Guessing buffer size needed for sprintf beforehand

Andrew Vignaux andrew at comp.vuw.ac.nz
Mon May 9 10:25:29 AEST 1988


In article <11331 at mimsy.UUCP> chris at mimsy.UUCP (Chris Torek) writes:
>By the time you reach a routine that takes a `va_list' argument,
>it is too late to scan the argument list twice: there is no way
>to `back up' the va_list parameter.  So, while this would get
>you a suitable count, it would then be too late to use that count.

The `varargs' manual page says "Multiple traversals, each bracketed by
va_start ...  va_end, are possible." so it is possible to rescan the
argument list.  (or have I misinterpreted what you said?)

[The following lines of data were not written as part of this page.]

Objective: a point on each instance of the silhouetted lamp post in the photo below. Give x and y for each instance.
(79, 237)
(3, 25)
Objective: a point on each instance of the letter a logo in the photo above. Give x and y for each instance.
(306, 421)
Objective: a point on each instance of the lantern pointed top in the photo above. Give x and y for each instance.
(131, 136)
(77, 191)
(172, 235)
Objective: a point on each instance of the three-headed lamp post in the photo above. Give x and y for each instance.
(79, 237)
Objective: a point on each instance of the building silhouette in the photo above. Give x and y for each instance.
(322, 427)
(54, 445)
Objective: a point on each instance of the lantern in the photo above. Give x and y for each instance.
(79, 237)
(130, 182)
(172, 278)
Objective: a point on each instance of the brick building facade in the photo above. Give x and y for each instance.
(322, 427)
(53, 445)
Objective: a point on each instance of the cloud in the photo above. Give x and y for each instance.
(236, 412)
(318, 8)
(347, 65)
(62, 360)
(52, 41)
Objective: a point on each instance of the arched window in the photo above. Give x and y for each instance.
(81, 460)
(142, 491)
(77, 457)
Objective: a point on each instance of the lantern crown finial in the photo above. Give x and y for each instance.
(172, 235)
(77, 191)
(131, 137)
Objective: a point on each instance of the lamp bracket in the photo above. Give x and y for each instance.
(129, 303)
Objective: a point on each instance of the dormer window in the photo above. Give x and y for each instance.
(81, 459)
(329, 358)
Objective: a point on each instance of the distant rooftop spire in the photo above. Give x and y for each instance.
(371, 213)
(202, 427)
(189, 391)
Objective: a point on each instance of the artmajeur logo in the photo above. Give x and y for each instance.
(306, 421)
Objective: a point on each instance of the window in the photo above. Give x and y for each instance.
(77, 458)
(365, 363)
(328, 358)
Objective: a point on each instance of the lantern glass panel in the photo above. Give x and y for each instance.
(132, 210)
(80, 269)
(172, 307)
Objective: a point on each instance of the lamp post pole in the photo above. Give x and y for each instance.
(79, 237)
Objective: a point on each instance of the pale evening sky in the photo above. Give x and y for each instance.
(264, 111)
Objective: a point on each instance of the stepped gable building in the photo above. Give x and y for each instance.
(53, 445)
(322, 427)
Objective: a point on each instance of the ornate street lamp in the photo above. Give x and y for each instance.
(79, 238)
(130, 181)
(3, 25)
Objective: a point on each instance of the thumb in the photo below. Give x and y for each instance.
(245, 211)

I can't see any nice/portable/efficient solution to the original problem.
- Push the fudge factor up -- the classic unix solution.
- Chris Torek's solution.
- Write a function to interpret the printf format.  Release it to the
  world.  Convince everyone who writes "yet another stdio" to include
  your function.  Convince the various standards committees to accept
  the function.  Then in 5-10 years you will have a standard solution :-)
- send the output off to a pipe, and wait until it comes back.  Then
  if the pipe buffer is too small you can blame the operating system :-)
- open a FILE* like Chris.  setbuf() the buffer to point out of your
  address space.  Set up a signal handler to trap SIGSEGV.  Then count
  the number of segmentation violations :-) :-)

I suggest you push up the fudge factor and turn it into a SEP.

BTW, I think there should be a stropen()-like function so mere-mortals
can open string based stdio streams.  Is this in the standard?  Comments?